@GreenSloth @wonka @FullOnElectric @nwp @Edent @pluralistic basically in modern Android phones there is a public key that's flashed into the secure store on the processor that's used as a "root of trust" that basically begins the chain of checks (called verified boot) that android runs to make sure that whatever operating system you're booting hasn't been corrupted by malware or compromised or switched out on you without your consent. The idea is that only the manufacturer or the creator of the original OS you're booting has the private key they can use to sign the OS so that it will satisfy that root of trust (it also does a checksum to prevent modifications). (In the Google Pixel line, you can also flash a user-set root of trust as well if you want to boot your own operating system, so that it can verify that whatever operating system you're booting is the one that you installed and wipe the phone's storage so attackers can't get access if someone tries to switch the user-set root of trust. This basically gives you the same level of security with custom ROMs that you get from manufacturer-provided ROMs, because you can re lock the bootloader, instead if leaving your phone totally and completely open to attacks once you unlock the bootloader to install LineageOS or whatever. This is why GraphineOS only supports Pixels).
The problem is, Fairphone ships their phones with Google's example developer key still flashed as the hardware (non-user-changeable) root of trust!

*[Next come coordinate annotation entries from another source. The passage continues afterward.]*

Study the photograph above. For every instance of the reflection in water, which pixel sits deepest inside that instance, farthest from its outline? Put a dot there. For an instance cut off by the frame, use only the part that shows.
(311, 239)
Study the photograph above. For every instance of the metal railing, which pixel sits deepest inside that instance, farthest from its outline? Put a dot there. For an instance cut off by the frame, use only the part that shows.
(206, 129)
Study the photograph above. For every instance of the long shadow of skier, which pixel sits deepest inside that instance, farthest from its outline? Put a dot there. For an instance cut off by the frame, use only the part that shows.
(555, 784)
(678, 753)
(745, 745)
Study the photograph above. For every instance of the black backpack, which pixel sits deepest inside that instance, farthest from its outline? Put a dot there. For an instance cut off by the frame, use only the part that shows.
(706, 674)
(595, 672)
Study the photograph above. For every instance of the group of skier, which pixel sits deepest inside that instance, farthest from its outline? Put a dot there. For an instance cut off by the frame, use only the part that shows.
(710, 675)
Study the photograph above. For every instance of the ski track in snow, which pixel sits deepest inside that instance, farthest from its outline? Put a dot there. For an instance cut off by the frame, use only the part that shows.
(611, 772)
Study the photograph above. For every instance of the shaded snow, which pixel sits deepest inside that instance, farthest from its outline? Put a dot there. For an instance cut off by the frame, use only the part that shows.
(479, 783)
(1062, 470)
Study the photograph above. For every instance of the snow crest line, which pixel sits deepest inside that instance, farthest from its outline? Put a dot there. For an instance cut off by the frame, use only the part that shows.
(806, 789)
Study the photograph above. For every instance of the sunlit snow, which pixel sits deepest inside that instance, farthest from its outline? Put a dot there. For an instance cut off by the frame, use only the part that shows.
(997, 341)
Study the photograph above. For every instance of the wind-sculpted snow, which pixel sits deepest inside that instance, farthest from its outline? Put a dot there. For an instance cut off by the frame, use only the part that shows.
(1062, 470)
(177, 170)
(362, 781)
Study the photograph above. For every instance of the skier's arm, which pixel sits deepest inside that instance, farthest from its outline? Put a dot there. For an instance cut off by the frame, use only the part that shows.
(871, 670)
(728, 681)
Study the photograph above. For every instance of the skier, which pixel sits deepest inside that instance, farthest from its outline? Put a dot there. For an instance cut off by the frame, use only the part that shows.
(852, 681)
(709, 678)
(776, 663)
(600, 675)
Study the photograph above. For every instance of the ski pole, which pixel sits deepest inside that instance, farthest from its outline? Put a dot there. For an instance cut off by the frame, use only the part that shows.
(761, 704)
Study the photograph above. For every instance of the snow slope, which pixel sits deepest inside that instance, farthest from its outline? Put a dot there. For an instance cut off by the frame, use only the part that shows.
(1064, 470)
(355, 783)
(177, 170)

So anyone could grab the google developer example private key, sign their malware or modified OS version with it, install it on your phone, and you'd never notice. Various viruses and malware can do this to your phone for instance, modifying the OS. It also leaves you open to evil maid attacks.
This flaw has been known for years and is true of all their phones but they've done nothing to fix it, and sadly there's nothing you as a user can do either.
The other thing is that they just completely lie about how long their hardware is supported for. They say 5 years iirc, but you actually only get firmware updates from the manufacturer for like half that because they use old SoCs and the manufacturer stops supporting them, meaning that for most of your phone's lifetime you're actually not getting security critical firmware updates.